If we heed the headlines of media accounts about how kids are using social media today, there is certainly cause for worry about how they are using the growing number of hours that they are online. According to a Kaiser Family Foundation report published in 2010, 40 percent of youth ages 8-18 spend an average of an hour a day communicating with their friends on social networking sites such as Facebook.
Similarly, Common Sense Media's recent report finds that 90 percent of American teenagers have used some form of social media -- with 75 percent currently maintaining a profile on a social networking site like Facebook or Twitter. (Interestingly, this report was published just two years after the Kaiser report and notes that 51 percent of teens visit social media sites daily -- a number that is likely to keep growing even larger as time goes on.)
There are other tangible reasons to worry about social media including incursions on privacy, compelling discussions of cyberbullying, and overt, crass marketing techniques by some corporations intent on gaining a foothold among an increasingly powerful demographic -- kids and youth.
Every concerned parent and educator in America is concerned with these issues, and has engaged in fervent discussions with youth. But can our debates help us find a good balance between the impulse to protect our children and finding ways in which social media can be harnessed for inspiration? New research from communications scholars and learning scientists suggests some specific ways that social media can promote children's learning, including their technical literacies, and important social skills, as well as key academic skills through networked participation.A new report written for the Cooney Center by two of North America's most promising young scholars, Dr. Sara Grimes and Dr. Deborah Fields, and generously supported by Cisco Systems and the Digital Media and Learning initiative at University of California, Irvine, documents what, how and why kids are participating in growing numbers on social networking sites, both at school and at home. As the report authors point out, "commercial companies and educational non-profits alike are eager to provide new spaces for such participation, even though that means navigating some tricky regulatory requirements, not to mention shifting public opinion. For while many parents, educators, and children want to take advantage of the new opportunities presented by the latest digital technologies, they are also often concerned about the challenges children might face in social environments online." Kids online: A new research agenda for understanding social networking forums is the first comprehensive view undertaken to document pressing questions about children's involvement online. Among the key issues the analysis raises and sheds light on are:
- Which children are using social networking forums and what are they doing there?

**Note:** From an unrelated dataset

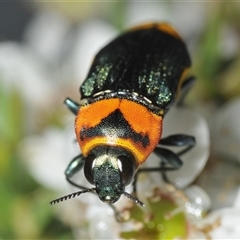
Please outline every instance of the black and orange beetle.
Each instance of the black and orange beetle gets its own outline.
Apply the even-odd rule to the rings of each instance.
[[[145,24],[123,33],[96,55],[80,87],[81,100],[65,104],[76,115],[75,132],[82,153],[68,165],[69,183],[82,191],[55,199],[51,204],[95,192],[107,203],[123,194],[143,205],[125,187],[140,172],[178,169],[179,156],[195,145],[195,138],[176,134],[161,139],[163,117],[194,82],[188,77],[191,60],[179,34],[166,23]],[[174,153],[160,145],[185,146]],[[160,166],[139,168],[155,152]],[[87,189],[70,178],[84,169],[94,185]]]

- What do we know about how online experiences influence children's social, cognitive, and creative development?
- What kind of research do we need to do in order to better understand who is going online and what kinds of things they are doing?
- What should designers, educators, and parents be aware of as they navigate these new environments and try to help children make the most of them?
The results of the report may be surprising:
- Children tend to be ignored in the big survey research that documents who is going online, how often, and what they are doing. This is partly because children present a challenging audience to reach. It is hard for scholars to gain access to young children (they usually go to parents, and it's just easier to talk to teens and young adults).
- The lack of attention on children under 10 means we are missing a big opportunity to dive into the role of the most important influence that parents and educators can have on "normative" patterns of learning and healthy development. Patterns of media consumption are set in motion early in life and we need to understand much more about the underlying factors that shape consumption beyond peer influences.
- Large-scale surveys and other research on social networking often overlook the kinds of social networking forums that children tend most to populate. Virtual worlds such as Club Penguin and Curiosityville, console videogames communities like X Box Live (did you know kids can share creations and chat through videogame consoles?), and project-sharing sites like Kerpoof where children share everything from written stories to computer-programmed animations are rarely discussed in comparison to social networking sites like Facebook.
Grimes and Fields point out that we do know some important features of social network sites that can be beneficial. There are numerous opportunities for learning on these sites including: spaces for sharing creations, getting feedback on writing, collaborating, developing literacies for reading not just printed text but visual images, hyperlinked information, and finding ways to delve into the very makings of computers (i.e., computational literacy). The possibilities for using social networking forums to enhance and support children's participation in cultural and civic engagement are also extremely exciting. There is some untapped promise for social development, too -- social networking forums can provide lower risk environments that allow kids to interact with other youth that they might be intimidated to talk to in "real life."
Kids Online also calls for national investment to advance a new research agenda: to talk directly to families and educators about the changing character of young people's digital lives. The authors suggest that the current discussion of overhauling COPPA requirements on privacy and safety is overdue, as we must revisit key policy questions to figure out who is actually regulating these spaces, under what criteria, and with whose consent. We need to know more about the ways in which online social time can be rebalanced so that the hours are not dedicated to "empty calories" or even potentially dangerous activity. To gain a better sense of what is next, we need greater insight into the role that families play in promoting the regular habits that children develop during their primary years before they become active in social media.
The authors also point out that kids themselves will likely, and unpredictably, create the "next big thing" in social networks through their own participation. It is their passion we should be promoting.
The report is available on the Joan Ganz Cooney Center website.